As I’ve said, I love to fish, but I’m a catch-and-release guy. In Ohio, the minimum limit to keep a Walleye is 15 inches and you can only keep 6. Walleye is a huge deal here, especially in Lake Erie and the Maumee River… and the conservation-minded will call you out if you’ve foul-hooked one or try to keep those you shouldn’t.

But… what if people aren’t watching? If you’ll only do it when nobody is watching, that’s an indicator you know it’s wrong. Pretty soon everybody keeps a few that are 14”, then the bar gets lowered; or “what’s the harm in keeping 8?” A million people keeping 2 extra is two million extra fish kept when they shouldn’t.

That expedites the destruction of the fishery and does irreparable harm to the ecosystem, eventually bringing stricter restrictions or shutting down the sport entirely.

Factory farming has removed us too far from the destructiveness of our eating habits, causing us to be a bit more gluttonous and more animals to needlessly die.

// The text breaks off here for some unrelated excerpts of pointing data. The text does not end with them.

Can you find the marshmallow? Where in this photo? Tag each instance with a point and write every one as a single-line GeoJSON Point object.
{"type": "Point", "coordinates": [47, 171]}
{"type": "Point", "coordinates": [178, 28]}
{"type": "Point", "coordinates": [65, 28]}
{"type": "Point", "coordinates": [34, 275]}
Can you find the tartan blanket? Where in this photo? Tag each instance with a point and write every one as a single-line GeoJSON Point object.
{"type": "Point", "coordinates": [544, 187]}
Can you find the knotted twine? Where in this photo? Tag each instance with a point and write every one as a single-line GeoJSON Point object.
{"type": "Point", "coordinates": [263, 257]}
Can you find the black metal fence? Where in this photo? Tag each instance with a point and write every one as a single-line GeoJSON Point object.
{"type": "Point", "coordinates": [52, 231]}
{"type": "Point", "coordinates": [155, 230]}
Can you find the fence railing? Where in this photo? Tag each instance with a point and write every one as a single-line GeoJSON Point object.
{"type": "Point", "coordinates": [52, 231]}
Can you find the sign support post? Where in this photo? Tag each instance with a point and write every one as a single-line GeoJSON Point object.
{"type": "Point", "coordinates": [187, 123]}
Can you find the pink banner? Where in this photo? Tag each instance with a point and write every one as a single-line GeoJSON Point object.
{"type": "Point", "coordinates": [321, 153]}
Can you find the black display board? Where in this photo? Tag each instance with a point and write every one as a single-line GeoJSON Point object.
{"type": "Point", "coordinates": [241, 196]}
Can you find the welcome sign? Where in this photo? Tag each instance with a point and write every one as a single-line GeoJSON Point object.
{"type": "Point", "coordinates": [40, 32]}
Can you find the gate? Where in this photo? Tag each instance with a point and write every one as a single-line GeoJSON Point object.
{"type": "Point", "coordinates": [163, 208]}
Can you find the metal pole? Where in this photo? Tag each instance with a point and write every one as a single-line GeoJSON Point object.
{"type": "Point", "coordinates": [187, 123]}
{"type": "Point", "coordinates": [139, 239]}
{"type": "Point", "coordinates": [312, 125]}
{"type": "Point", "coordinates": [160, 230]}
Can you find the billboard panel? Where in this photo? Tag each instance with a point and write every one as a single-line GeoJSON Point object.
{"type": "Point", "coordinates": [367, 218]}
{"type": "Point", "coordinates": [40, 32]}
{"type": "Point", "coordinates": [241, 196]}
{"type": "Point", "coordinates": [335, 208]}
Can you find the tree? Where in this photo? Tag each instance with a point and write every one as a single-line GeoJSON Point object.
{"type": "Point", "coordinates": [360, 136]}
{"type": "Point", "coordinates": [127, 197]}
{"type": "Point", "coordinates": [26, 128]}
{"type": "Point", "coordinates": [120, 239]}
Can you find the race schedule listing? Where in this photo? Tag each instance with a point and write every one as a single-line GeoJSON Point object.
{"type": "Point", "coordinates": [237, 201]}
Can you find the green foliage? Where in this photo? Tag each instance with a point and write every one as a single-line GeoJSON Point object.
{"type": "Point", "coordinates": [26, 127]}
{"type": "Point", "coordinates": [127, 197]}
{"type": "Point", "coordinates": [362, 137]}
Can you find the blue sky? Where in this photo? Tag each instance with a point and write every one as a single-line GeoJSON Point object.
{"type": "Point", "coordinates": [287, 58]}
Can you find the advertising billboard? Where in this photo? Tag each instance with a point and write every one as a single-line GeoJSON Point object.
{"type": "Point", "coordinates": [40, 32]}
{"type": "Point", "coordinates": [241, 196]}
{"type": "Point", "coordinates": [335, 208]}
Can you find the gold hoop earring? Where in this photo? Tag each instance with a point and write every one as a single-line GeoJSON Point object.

We just need to pause and think a bit more.

Giving Back More Than We Take

Then the “real green” comes in: giving back more than you’ve taken. Setting up a refuge. Don’t kill a coyote just because it exists. Simple stuff like that.

God gave us dominion over creation (Genesis 1:26-28), but dominion is not domination or destruction. The Hebrew word for “subdue” (kabash) and “rule” (radah) is balanced by Genesis 2:15, where humanity is placed in the garden “to work it and take care of it” (avad and shamar — the same words used for serving God and keeping His commandments). We are stewards, not owners. The earth is the Lord’s, and everything in it (Psalm 24:1).

Wirzba reminds us that how we eat reveals whether we value the creatures we live with and depend on. When we forget the cost of our food — the soil depleted, the animals treated as commodities, the waste generated — we live as if creation exists only for our convenience.

My Pappaw didn’t call it “ecology.” He just called it being responsible.

Maybe we need to recover that kind of simple, humble stewardship — free from both political ideology and careless indifference.

What do you think? Have you seen practical ways to care for creation that feel faithful rather than performative? I’d love to hear your thoughts.